È da riproporre il “metodo d’indagine shakespeariano”, che osservi le luci e le ombre e si affidi al “principio persistente dei contrasti e della trasformazione”.
Il finale è affidato a Lucy che esce dalla penna di Cromwell e chiede di avere lo spazio per potersi liberare dagli artifizi della scrittura e trovare le verità della vita.

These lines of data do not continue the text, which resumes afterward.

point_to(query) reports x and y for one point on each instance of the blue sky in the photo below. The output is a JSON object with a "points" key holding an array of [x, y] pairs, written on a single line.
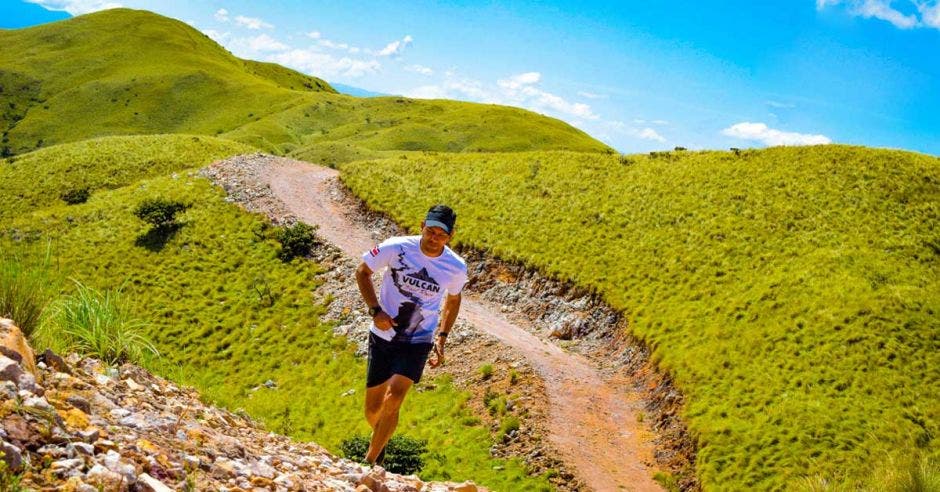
{"points": [[638, 75]]}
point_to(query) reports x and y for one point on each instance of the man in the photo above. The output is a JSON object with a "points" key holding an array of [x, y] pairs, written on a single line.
{"points": [[421, 272]]}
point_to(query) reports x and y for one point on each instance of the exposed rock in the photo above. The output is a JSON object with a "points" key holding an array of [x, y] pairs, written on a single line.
{"points": [[13, 344]]}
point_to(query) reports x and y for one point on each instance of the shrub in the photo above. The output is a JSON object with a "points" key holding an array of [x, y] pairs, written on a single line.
{"points": [[509, 424], [94, 323], [403, 454], [76, 196], [26, 287], [486, 371], [296, 240], [159, 212]]}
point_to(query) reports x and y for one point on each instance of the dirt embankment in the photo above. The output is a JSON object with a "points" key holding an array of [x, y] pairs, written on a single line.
{"points": [[611, 418]]}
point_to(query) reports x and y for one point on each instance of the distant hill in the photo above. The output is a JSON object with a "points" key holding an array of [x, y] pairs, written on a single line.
{"points": [[356, 91], [121, 72], [792, 293]]}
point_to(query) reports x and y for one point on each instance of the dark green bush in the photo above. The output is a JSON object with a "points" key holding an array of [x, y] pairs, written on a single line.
{"points": [[403, 454], [296, 240], [76, 196], [159, 212]]}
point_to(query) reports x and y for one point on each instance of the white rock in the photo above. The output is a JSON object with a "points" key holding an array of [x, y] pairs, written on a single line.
{"points": [[150, 484]]}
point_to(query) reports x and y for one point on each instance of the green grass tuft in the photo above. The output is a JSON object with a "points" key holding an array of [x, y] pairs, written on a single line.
{"points": [[27, 285], [96, 324]]}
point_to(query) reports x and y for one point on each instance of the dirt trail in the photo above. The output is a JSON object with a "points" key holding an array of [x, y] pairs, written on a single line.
{"points": [[594, 421]]}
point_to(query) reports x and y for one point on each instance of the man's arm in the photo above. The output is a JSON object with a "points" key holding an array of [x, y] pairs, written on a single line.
{"points": [[448, 317], [364, 280]]}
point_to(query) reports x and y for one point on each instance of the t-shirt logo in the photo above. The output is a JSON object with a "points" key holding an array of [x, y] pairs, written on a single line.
{"points": [[422, 280]]}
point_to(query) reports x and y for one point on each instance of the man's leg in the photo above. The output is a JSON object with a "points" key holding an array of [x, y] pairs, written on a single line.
{"points": [[374, 398], [397, 388]]}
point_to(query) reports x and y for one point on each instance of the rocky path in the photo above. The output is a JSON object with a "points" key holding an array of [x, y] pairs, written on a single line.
{"points": [[594, 420]]}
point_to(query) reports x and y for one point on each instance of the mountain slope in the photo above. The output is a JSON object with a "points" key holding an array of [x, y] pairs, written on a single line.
{"points": [[793, 293], [121, 71]]}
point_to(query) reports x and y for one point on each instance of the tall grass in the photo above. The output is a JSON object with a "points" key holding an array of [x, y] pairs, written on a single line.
{"points": [[27, 284], [95, 323]]}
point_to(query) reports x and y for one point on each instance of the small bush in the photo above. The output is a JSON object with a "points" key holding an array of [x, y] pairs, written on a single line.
{"points": [[486, 371], [296, 240], [159, 212], [509, 424], [403, 454], [94, 323], [76, 196]]}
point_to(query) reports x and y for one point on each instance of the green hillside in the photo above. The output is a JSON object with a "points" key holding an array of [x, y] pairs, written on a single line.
{"points": [[793, 293], [123, 72], [223, 310]]}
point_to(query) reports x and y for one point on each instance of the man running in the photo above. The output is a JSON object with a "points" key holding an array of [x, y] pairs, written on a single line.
{"points": [[420, 270]]}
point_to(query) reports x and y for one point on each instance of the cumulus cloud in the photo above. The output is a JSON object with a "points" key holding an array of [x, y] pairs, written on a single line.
{"points": [[521, 90], [768, 136], [930, 14], [264, 43], [650, 134], [218, 37], [324, 64], [420, 69], [76, 7], [883, 10], [591, 95], [621, 128], [252, 22], [396, 47]]}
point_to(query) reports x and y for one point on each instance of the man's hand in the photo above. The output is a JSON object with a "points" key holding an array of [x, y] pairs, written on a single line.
{"points": [[438, 358], [383, 321]]}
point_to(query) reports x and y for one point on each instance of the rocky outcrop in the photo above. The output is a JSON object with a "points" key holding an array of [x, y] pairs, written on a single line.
{"points": [[83, 426]]}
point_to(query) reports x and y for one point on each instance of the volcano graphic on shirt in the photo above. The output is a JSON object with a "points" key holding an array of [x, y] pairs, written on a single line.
{"points": [[415, 286]]}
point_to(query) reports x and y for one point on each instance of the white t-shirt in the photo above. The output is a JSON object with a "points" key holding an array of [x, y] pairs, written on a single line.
{"points": [[413, 286]]}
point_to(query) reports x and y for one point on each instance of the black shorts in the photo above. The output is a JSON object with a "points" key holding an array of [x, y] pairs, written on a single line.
{"points": [[387, 358]]}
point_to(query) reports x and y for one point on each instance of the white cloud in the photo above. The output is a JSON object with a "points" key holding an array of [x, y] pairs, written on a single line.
{"points": [[650, 134], [517, 81], [420, 69], [591, 95], [76, 7], [263, 42], [396, 47], [622, 128], [930, 14], [780, 105], [324, 64], [883, 10], [252, 22], [771, 137], [520, 90], [218, 37]]}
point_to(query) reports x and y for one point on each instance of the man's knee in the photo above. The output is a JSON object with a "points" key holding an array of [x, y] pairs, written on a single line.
{"points": [[397, 389]]}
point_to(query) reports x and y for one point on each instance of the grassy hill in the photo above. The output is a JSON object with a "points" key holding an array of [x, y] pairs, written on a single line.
{"points": [[793, 293], [124, 72], [200, 293]]}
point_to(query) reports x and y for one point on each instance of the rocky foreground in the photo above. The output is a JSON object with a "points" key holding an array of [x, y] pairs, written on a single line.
{"points": [[77, 424]]}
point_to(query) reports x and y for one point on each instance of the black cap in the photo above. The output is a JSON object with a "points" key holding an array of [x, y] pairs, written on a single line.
{"points": [[441, 216]]}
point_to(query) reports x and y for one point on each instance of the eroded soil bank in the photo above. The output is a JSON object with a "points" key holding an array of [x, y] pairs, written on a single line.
{"points": [[611, 419]]}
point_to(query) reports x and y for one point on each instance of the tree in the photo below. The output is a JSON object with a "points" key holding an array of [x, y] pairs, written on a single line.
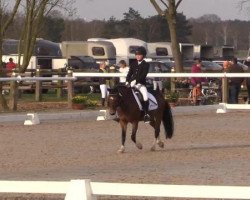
{"points": [[170, 14], [5, 21], [35, 12], [53, 27]]}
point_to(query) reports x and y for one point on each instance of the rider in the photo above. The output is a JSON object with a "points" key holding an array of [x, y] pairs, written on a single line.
{"points": [[136, 77]]}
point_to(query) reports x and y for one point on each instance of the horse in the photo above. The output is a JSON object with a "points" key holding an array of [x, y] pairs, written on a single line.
{"points": [[121, 101]]}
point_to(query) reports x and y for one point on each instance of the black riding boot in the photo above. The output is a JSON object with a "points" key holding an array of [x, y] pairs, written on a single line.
{"points": [[103, 102], [145, 109]]}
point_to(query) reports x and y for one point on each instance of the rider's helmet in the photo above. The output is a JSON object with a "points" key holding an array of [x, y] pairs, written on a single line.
{"points": [[141, 51]]}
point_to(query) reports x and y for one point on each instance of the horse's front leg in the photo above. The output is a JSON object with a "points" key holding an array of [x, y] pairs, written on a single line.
{"points": [[123, 138], [157, 140], [133, 135]]}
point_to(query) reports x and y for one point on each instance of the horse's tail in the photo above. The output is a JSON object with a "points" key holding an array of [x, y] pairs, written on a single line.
{"points": [[168, 121]]}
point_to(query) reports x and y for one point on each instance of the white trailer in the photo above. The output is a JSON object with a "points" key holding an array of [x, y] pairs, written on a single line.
{"points": [[159, 50], [32, 64], [224, 52], [99, 50], [125, 47], [204, 52], [187, 51]]}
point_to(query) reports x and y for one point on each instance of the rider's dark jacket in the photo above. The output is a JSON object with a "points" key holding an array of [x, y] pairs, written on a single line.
{"points": [[138, 72]]}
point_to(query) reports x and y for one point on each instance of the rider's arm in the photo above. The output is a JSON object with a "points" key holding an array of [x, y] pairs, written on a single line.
{"points": [[143, 73]]}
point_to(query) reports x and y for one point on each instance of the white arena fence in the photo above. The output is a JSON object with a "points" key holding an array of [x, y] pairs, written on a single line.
{"points": [[88, 190], [222, 108]]}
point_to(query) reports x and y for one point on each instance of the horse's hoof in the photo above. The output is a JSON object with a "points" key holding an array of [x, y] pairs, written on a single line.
{"points": [[139, 145], [161, 144], [121, 150], [152, 148]]}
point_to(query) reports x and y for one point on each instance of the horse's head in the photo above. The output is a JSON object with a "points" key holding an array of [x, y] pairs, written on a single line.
{"points": [[113, 100]]}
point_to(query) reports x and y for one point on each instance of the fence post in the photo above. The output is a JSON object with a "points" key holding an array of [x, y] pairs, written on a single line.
{"points": [[224, 90], [172, 81], [59, 84], [70, 88], [38, 93], [13, 92]]}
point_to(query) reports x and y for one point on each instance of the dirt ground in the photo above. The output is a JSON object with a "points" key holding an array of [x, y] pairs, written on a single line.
{"points": [[206, 149]]}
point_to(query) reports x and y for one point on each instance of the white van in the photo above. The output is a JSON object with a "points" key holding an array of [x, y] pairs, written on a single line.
{"points": [[159, 50], [125, 47], [204, 52], [99, 50]]}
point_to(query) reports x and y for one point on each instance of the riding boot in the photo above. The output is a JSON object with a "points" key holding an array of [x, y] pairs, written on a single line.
{"points": [[103, 102], [145, 109]]}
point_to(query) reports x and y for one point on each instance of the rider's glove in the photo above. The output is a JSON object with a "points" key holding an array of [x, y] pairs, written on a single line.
{"points": [[132, 84]]}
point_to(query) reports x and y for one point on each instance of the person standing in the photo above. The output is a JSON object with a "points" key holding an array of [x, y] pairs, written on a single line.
{"points": [[103, 83], [157, 82], [136, 77], [10, 65], [234, 83], [124, 70], [196, 82]]}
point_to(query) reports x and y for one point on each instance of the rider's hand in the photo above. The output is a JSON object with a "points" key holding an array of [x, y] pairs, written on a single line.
{"points": [[132, 84]]}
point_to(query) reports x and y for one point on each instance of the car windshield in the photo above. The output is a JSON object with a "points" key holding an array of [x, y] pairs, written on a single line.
{"points": [[163, 66]]}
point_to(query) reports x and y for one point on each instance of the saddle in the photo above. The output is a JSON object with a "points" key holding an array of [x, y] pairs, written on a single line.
{"points": [[153, 105]]}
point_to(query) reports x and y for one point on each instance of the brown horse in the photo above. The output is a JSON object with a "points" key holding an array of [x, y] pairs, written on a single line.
{"points": [[121, 101]]}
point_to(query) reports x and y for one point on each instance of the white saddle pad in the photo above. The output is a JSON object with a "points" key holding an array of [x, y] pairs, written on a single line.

Lo scrittore ora riconosce creature vive che agiscono e si muovono nel teatro dell’esistenza, anche se ciò si può realizzare a condizione che le creature si liberino della futilità e siano orientate verso i valori artistici, una vocazione, una fede, un beruf, cercando la grazia e la liberazione, ispirandosi alla luce divina che è nella nostra mente.
Oltre il male c’è il Paradiso, dove i vizi sono soppressi attraverso metodi pedagogici che si affermano nel tempio della cultura, per proiettare “la libertà in ogni città e villaggio della terra”. Il fine è la demoartecrazia.
È questa la filosofia di Angelo Paolo Perriello, in cui il pensiero si fonde nell’azione e che prefigura movimento, ispirandosi ad un Manifesto culturale con indicazioni tendenti al superamento dell’incertezza. È soprattutto un atto d’amore per il progresso delle genti e delle future generazioni.